Date of Award

1-1-2013

Document Type

Open Access Dissertation

Department

English Language and Literatures

First Advisor

Rebecca Stern

Abstract

My dissertation examines the importance of social capital in British marriage plots. While most people imagine heroines of eighteenth- and nineteenth-century novels embody virtue, I argue that many of the most innocent heroines speculate that sacrificing good assets can produce better marriages. These marriage plots demonstrate that a heroine's reputation must be somewhat damaged before she receives her reward of marriage. In other words, these novels do not uniformly represent, or recommend, the preservation of a heroine's good reputation; rather, they implicitly suggest that some spoiling occur before the consummation of marriage. I study how this curious freckling of heroines' reputations is desirable and financially advantageous.

My first two chapters discuss how depreciated reputations become eroticized in early marriage plots including Pamela and Northanger Abbey. I focus on heroines who damage their reputations through flirtation, and I use Pierre Bourdieu's and Georg Simmel's theories to analyze social behaviors and the relationship between flirtation and value accretion, respectively. While early marriage plots often assume that a man who proposes to a woman with low social capital possesses a selfless love, by the Victorian period novels such as Jane Eyre and Daniel Deronda are more suspicious of men who desire to marry their social inferiors as well as more critical of the eroticization of feminine vulnerability. In my third chapter on Victorian novels, I connect society's growing awareness of marital abuse to fictional investigations of how loneliness renders women both appealing and especially susceptible to dangerous suitors. My fourth chapter considers the particularly troublesome capital that celebrity offers women, and I discuss the lives of real celebrities, such as Queen Victoria, and offer a reading of Trollope's Miss Mackenzie. My dissertation concludes by exploring how the patterns in established marriage plots survive in popular culture phenomena such as Downton Abbey.

This dissertation contributes to the critical conversation in three ways.

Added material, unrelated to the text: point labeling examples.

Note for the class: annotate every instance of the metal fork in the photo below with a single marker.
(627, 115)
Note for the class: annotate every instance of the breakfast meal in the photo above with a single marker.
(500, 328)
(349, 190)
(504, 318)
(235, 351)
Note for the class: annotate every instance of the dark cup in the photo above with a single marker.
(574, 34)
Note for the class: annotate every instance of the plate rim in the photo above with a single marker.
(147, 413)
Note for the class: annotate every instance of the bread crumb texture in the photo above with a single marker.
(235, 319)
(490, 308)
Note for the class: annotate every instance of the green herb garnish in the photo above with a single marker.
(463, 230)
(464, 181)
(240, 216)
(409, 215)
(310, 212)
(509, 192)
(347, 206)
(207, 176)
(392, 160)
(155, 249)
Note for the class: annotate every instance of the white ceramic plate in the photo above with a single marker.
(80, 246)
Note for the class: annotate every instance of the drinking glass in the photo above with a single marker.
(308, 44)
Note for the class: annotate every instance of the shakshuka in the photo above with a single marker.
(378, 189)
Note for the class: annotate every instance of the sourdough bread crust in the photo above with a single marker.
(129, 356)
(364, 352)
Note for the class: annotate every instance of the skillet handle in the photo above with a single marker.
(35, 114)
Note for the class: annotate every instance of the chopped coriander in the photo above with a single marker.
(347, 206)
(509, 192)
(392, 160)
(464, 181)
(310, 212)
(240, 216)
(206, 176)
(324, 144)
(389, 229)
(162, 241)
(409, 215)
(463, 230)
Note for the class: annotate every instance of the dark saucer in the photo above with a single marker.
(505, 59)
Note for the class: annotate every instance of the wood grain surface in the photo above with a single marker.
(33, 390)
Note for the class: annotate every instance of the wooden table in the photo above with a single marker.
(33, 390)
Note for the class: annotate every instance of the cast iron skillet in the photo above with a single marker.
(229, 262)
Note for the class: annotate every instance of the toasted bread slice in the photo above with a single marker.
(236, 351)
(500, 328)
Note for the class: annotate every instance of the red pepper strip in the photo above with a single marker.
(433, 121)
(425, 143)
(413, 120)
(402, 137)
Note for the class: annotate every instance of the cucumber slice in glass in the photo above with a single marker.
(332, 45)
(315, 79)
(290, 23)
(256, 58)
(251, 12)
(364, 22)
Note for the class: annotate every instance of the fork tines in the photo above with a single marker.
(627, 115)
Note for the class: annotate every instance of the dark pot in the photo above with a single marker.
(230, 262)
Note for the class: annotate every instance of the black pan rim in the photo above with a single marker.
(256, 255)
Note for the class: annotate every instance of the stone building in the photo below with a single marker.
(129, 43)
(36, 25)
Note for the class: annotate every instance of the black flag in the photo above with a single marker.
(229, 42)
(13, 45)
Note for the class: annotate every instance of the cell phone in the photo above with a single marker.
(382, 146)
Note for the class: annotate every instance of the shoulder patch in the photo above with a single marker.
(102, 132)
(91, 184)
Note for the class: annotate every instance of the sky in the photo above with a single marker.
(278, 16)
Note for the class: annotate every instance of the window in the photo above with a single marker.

First, my claim that the heroine's speculation of social capital is characteristic of the marriage plot is one that brings novels into contact with the credit economy of their time. Although standards for modesty prevent women's speculations from being clearly viewed, they were important players in non-monetary exchanges. Secondly, this project highlights a unique period during which women undergo a trial of solitude that prepares them for an affective marriage (or indicates their readiness for that state). While this period of social exile has deathly connotations, the possibility of future happiness imbues even this dark phase with a certain pleasure, especially for readers. Lastly, this project brings a new focus to the significance of flirtation in British fiction and develops our understanding of the history of desire. While many scholars have written on fallen women and unrelenting flirts, there has been less interest in the flirtation of heroines who are not ultimately condemned. Old models of femininity create a space for play, romantic gambling, and even slightly bad behavior that can harm a woman's reputation. Thus, the concept of erotic femininity in the eighteenth and nineteenth centuries was not simply virtuously staid but flawed, daring, and lively.